Herculano explica que não se opõe à nova construção do fórum, mas que a lei precisa ser respeitada. “Obviamente que Irati merece um fórum. Claro que merece. Isso não se discute. O que se discute é você simplesmente pisar em cima daquilo que um dia foi escrito como lei, dizendo que o espaço que está ali deveria ser exclusivamente demanda cultural”, explica.
Uma das razões para a manifestação contrária a possibilidade de destinação de parte do terreno é que o espaço é o do estacionamento. Para o presidente da ALACS, não ter esse espaço dificultaria a logística para trazer grandes grupos no Centro Cultural. “Como que você vai ver alguém chegar com uma companhia de teatro que precisa de espaço para descarregar o seu material, com um estacionamento de quem precisa entrar nesse espaço, vai ficar lá na rua? Vai conflitar de tal forma que a entrada do teatro praticamente se avizinha à parede do Tribunal. Tem situações que nós não estamos entendendo. Tem situações que está sendo burlado e a classe não está sendo consultada. É justamente essa a nossa aflição, a nossa preocupação, que os destinos daquilo que foi programado está se colocando de lado”, conta.
A artista plástica, professora membro da ALACS, presidente do Grupo de Teatro Ir a Ti/Unicentro e ex-secretária da Cultura, Claudete Basen, destaca que apesar dos espaços que Irati possui, ainda há dificuldades de locais para apresentação de grupos de teatros e dança. Ela conta que, durante a gestão do ex-prefeito Odilon Burgath, teve dificuldades com grupos de dança. “Quando nós estivermos à frente da Secretaria da Cultura, nós tínhamos um grande desafio: organizar, a pedido da comunidade ucraniana, o Festival Nacional de Danças Folclóricas. Nós não tínhamos um espaço apropriado e específico para o festival, que trazia, junto com o grande evento, mais de 500 bailarinos. Nós tivemos que fazer no ginásio de esportes. Tivemos que montar um palco. Os bombeiros não deferiram o evento. Eu e então prefeito assumimos todas as responsabilidades”, disse Claudete.

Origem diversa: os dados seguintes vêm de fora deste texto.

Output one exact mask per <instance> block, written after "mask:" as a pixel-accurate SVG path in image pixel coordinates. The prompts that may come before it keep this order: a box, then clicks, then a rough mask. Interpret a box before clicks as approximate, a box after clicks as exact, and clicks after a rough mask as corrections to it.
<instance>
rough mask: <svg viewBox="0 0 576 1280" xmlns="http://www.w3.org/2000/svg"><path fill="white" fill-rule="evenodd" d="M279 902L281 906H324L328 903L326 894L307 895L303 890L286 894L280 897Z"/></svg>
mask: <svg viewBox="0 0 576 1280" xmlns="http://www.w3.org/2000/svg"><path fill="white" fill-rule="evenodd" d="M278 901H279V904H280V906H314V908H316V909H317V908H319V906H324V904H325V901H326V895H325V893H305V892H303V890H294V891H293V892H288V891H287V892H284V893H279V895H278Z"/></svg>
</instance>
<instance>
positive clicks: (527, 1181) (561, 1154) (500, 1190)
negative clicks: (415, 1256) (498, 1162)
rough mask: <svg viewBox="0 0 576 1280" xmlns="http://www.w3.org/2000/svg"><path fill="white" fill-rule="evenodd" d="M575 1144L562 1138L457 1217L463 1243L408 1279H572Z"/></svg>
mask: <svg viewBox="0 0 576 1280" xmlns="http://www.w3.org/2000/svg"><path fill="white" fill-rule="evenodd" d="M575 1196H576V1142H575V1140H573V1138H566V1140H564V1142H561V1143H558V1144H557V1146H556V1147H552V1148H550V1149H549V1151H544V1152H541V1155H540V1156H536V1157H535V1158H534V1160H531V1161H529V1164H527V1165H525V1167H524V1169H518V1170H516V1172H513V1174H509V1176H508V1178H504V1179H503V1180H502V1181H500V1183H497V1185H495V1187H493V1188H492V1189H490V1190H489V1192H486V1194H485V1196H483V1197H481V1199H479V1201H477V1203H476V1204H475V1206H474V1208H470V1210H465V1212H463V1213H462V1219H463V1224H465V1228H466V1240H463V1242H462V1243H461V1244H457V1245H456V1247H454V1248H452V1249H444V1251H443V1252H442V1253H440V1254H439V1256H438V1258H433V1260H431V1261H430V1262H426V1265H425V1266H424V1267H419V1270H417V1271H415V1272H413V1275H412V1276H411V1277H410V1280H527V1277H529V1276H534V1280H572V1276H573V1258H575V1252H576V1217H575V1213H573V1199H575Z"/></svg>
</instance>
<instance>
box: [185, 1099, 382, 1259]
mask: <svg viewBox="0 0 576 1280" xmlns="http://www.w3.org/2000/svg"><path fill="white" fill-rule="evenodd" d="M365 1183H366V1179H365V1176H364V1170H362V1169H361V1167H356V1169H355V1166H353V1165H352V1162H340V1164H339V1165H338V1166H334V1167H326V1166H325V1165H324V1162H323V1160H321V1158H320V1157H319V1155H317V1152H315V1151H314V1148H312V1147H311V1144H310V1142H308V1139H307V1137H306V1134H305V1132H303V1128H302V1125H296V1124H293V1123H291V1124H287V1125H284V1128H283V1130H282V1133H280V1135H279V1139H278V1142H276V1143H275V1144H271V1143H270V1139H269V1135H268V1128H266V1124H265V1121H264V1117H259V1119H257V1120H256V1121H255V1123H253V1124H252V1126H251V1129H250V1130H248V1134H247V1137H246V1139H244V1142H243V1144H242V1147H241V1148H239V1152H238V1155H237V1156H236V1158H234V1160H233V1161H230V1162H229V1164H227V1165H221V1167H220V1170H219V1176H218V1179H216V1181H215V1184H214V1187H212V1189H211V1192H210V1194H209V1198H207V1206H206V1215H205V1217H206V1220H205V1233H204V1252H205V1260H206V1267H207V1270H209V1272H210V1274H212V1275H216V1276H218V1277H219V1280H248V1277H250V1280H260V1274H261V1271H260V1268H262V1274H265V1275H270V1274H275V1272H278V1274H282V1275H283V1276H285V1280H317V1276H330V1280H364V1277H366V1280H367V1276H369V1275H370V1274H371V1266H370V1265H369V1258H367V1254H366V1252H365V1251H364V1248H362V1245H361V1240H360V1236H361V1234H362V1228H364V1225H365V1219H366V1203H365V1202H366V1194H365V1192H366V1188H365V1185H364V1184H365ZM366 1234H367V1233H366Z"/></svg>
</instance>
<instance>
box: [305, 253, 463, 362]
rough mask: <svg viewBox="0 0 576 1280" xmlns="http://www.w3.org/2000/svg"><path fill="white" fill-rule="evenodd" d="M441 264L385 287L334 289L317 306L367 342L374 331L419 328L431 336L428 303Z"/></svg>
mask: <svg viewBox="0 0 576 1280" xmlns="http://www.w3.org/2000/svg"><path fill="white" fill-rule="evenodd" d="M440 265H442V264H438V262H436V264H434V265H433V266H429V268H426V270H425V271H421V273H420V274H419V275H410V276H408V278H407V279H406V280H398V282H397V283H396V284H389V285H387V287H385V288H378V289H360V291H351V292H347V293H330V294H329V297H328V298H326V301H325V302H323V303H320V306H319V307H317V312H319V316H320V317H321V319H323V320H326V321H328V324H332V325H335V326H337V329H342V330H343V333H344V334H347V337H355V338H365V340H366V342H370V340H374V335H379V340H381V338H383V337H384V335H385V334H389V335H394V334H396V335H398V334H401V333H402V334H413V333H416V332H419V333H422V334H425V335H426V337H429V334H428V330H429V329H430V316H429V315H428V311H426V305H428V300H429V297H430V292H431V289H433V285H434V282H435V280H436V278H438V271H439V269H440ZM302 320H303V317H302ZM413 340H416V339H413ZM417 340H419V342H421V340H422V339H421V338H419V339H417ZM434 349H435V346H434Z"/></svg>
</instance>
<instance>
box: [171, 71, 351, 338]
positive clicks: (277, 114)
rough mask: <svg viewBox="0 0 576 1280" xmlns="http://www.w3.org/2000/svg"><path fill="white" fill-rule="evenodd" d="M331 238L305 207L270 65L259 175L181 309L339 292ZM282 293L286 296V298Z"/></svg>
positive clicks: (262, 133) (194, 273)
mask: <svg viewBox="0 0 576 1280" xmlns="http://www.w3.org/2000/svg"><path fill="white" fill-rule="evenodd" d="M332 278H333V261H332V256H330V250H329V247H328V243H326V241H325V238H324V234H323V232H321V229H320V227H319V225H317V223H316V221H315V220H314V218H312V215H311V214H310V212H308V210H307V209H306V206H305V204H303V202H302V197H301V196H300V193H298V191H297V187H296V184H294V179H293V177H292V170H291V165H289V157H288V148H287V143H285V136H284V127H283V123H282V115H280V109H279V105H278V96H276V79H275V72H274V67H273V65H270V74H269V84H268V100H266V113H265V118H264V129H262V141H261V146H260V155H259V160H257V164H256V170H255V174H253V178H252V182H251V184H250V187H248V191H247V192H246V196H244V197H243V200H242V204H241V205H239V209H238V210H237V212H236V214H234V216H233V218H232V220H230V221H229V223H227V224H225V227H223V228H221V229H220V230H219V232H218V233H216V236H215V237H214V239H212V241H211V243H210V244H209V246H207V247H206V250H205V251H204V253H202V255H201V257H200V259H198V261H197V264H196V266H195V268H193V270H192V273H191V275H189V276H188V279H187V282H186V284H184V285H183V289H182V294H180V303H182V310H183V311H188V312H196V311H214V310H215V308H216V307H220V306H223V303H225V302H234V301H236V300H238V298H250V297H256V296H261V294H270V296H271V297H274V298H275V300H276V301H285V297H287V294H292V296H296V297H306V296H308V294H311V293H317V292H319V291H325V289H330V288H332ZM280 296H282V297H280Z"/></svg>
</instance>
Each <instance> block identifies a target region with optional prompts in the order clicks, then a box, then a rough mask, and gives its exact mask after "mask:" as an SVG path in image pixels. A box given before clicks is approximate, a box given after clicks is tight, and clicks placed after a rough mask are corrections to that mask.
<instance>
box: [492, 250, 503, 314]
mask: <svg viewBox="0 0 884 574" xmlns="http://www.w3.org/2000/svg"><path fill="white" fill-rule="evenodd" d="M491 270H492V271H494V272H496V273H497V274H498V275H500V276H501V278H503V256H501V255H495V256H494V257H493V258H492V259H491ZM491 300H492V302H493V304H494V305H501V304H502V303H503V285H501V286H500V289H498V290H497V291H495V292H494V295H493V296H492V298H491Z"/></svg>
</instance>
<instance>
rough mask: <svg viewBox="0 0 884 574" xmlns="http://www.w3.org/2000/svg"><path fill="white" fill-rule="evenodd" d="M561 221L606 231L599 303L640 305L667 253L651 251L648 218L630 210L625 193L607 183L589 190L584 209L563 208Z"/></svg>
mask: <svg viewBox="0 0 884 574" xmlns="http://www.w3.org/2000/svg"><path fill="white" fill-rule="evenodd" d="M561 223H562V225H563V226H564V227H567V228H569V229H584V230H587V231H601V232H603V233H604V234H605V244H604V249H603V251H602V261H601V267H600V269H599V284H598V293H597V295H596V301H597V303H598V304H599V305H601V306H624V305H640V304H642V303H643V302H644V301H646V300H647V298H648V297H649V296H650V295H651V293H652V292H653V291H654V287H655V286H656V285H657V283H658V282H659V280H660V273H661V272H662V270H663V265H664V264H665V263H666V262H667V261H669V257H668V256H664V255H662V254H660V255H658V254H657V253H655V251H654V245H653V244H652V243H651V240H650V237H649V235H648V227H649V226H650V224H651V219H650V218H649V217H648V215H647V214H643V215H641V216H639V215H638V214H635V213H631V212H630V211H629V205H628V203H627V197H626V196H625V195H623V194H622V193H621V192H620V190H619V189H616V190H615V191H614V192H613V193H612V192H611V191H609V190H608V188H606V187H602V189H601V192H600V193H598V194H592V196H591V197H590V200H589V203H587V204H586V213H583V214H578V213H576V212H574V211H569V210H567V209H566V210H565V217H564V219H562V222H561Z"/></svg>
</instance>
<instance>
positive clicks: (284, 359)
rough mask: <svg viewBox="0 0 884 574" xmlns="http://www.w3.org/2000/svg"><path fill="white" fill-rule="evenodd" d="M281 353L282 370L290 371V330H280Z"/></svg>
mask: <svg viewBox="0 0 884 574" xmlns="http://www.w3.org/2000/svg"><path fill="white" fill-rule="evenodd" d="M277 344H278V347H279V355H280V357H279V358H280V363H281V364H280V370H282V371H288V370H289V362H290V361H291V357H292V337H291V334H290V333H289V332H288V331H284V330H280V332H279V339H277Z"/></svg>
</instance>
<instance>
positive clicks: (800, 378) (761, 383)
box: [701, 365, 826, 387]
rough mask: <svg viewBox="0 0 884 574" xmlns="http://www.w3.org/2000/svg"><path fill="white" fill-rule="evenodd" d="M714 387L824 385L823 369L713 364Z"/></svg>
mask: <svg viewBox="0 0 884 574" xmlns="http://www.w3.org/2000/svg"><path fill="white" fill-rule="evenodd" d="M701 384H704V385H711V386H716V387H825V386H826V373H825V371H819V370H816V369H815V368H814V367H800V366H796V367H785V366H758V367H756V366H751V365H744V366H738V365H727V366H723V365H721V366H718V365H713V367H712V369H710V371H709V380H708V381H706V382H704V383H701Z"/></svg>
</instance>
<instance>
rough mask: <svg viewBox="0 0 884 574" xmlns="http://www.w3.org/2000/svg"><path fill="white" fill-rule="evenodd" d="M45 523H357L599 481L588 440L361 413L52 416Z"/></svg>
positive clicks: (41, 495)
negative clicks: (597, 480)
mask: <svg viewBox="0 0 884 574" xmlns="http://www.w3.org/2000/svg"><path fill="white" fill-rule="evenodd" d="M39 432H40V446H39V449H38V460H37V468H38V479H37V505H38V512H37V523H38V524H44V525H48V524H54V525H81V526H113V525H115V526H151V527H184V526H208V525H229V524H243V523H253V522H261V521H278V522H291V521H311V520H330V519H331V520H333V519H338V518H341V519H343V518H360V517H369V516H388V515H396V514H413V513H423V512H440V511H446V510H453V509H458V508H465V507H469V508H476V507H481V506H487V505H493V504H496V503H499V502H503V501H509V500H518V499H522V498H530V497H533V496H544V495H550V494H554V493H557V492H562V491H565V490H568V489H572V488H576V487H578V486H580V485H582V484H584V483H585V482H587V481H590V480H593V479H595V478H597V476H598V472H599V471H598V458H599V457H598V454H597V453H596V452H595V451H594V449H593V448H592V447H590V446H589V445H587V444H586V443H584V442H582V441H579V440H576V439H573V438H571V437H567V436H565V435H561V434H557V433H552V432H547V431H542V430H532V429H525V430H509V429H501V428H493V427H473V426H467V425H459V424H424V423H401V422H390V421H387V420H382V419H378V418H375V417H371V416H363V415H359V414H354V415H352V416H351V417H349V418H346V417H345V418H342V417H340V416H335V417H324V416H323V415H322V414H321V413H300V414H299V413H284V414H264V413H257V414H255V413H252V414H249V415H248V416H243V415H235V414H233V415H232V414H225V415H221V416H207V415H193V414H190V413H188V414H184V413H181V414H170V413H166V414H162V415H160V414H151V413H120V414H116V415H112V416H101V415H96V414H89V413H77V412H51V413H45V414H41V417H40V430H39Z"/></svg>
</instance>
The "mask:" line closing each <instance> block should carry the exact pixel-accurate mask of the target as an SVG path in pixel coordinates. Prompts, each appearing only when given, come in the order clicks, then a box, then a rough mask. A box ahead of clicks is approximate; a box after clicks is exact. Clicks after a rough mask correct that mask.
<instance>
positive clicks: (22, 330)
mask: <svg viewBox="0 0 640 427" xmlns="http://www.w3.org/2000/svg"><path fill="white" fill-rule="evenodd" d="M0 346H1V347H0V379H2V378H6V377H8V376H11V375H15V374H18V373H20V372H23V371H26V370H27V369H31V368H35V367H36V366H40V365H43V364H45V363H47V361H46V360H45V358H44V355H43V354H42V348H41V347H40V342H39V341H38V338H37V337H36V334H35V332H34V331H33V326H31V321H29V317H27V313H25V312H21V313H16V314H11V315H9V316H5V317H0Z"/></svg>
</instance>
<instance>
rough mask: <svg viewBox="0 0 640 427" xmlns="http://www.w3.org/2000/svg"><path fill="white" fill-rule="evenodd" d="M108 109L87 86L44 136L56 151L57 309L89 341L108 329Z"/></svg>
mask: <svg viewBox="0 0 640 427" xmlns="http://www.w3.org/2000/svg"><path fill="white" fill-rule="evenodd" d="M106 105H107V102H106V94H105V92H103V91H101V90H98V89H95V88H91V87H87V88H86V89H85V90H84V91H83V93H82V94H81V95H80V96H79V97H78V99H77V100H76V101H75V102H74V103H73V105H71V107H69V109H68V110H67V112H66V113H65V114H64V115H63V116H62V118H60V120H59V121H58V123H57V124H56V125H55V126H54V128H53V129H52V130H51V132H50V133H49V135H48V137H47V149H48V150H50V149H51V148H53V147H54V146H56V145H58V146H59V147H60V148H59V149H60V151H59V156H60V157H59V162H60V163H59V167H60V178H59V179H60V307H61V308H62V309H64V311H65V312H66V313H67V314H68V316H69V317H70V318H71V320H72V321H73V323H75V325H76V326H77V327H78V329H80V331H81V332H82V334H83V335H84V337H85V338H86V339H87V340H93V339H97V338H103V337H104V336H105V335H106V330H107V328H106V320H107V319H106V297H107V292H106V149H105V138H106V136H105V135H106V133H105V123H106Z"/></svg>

Ela ainda relembrou que chegou a faltar luz no local. “O evento seria no dia seguinte. À noite, no dia anterior, com tudo ligado, a luz ficava caindo. Como é que fazemos com grupos vindo de cidades do Brasil todo? Essa realidade que nós artistas enfrentamos”, disse.
Outra experiência com a falta de infraestrutura envolveu um grupo internacional. “No mesmo período, veio um grupo da Polônia se apresentar. Se apresentou e muito bem lá no Italiano. Ninguém via os pés dos dançarinos, que é a parte mais bonita, que são os pés”, detalha Claudete.
Rafael Ruteski destaca que é preciso mais infraestrutura para a área cultural. “A população de Irati e da região é extremamente rica, entende a necessidade da cultura. A cultura é um movimento que tem que ser constante nesse processo. Nós precisamos pensar em cultura. Pensando no aspecto educacional, de neuroaprendizagem, a cultura, a arte, a música, o teatro fazem a conexão do lado esquerdo com o lado direito do cérebro, criando pessoas mais criativas, pessoas mais empoderadas”, destaca.
Para Milene, é preciso rever as razões para a rejeição dos terrenos que seriam destinados ao Tribunal de Justiça para construção do novo fórum da Comarca. “Existem terrenos doados para o Tribunal de Justiça. ‘Ah, mas alaga’. Mas se alaga o terreno, por que construíram na Secretaria de Educação lá? Que era para ser a guarda municipal, que era para ser a Prefeitura. Por que foi construído lá se é área de preservação ambiental? Por que a Escolinha Matilde [Araújo do Nascimento] está em área de alagamento? As crianças são menos importantes que o Poder Judiciário? Por que que colocaram o Fórum Eleitoral? É menos importante a Justiça Eleitoral do que a Justiça Cível? Tudo tem que ser embargado que está lá. Porque lá é área de várzea. Todo mundo sabe”, afirma Milene.
A artesã chama atenção que a cultura não é apenas lazer, mas pode virar uma fonte de renda. “Para a cultura, segundo dados da Fundação Itaú Cultural, que eu já trouxe aqui uma vez e eu vou trazer de novo, para cada R$ 1 que se investe em cultura, se retornam R$ 11. Imagine um investimento dentro dessa potência na nossa cidade. ‘Ah, mas é um desperdício de dinheiro’. ‘Vamos investir na cultura’. ‘Cultura é lazer’. A cultura é economia. A cultura é emprego, é renda, é transformação social, cultural, educacional, é retirada da vulnerabilidade, cultura é transformação”.
Milene avalia que não há diálogo com o setor cultural. “É obrigação do município pactuar ações com o conselho [Municipal de Cultura]. É dever. Por que existe conselho se não vamos deliberar tudo junto? Ainda que haja discordância. A primeira é, que há uma falta de diálogo. Segundo, é uma lástima, porque me parece que todas essas deliberações já estão dadas. Eu tenho muita tristeza porque me parece que elas já estão dadas. Embora lutemos parece que sempre tem alguém na frente e, infelizmente, parece que estamos nadando contra a maré. Vamos continuar nadando porque não existe desistir na classe artística. Existe descansar e retomar, mas desistir não existe. É uma lástima”, conta.
De acordo com Milene, o setor cultural irá reagir e lutar para que o projeto original seja mantido. “A lei que passou de reversão daquele espaço do Centro Cultural para o município foi retirada a justificativa, mas retirada a justificativa, não retira a intenção. A intenção de doar permanece, mas a lei que doou aquele espaço para fazer o Centro Cultural diz lá no seu artigo segundo ou quarto, que o fim de doação daquele espaço é exclusivamente cultural. Essa lei não foi revogada. Nós não vamos admitir, enquanto fazedor de cultural, que a lei seja revogada porque não vamos deixar de lutar”, disse.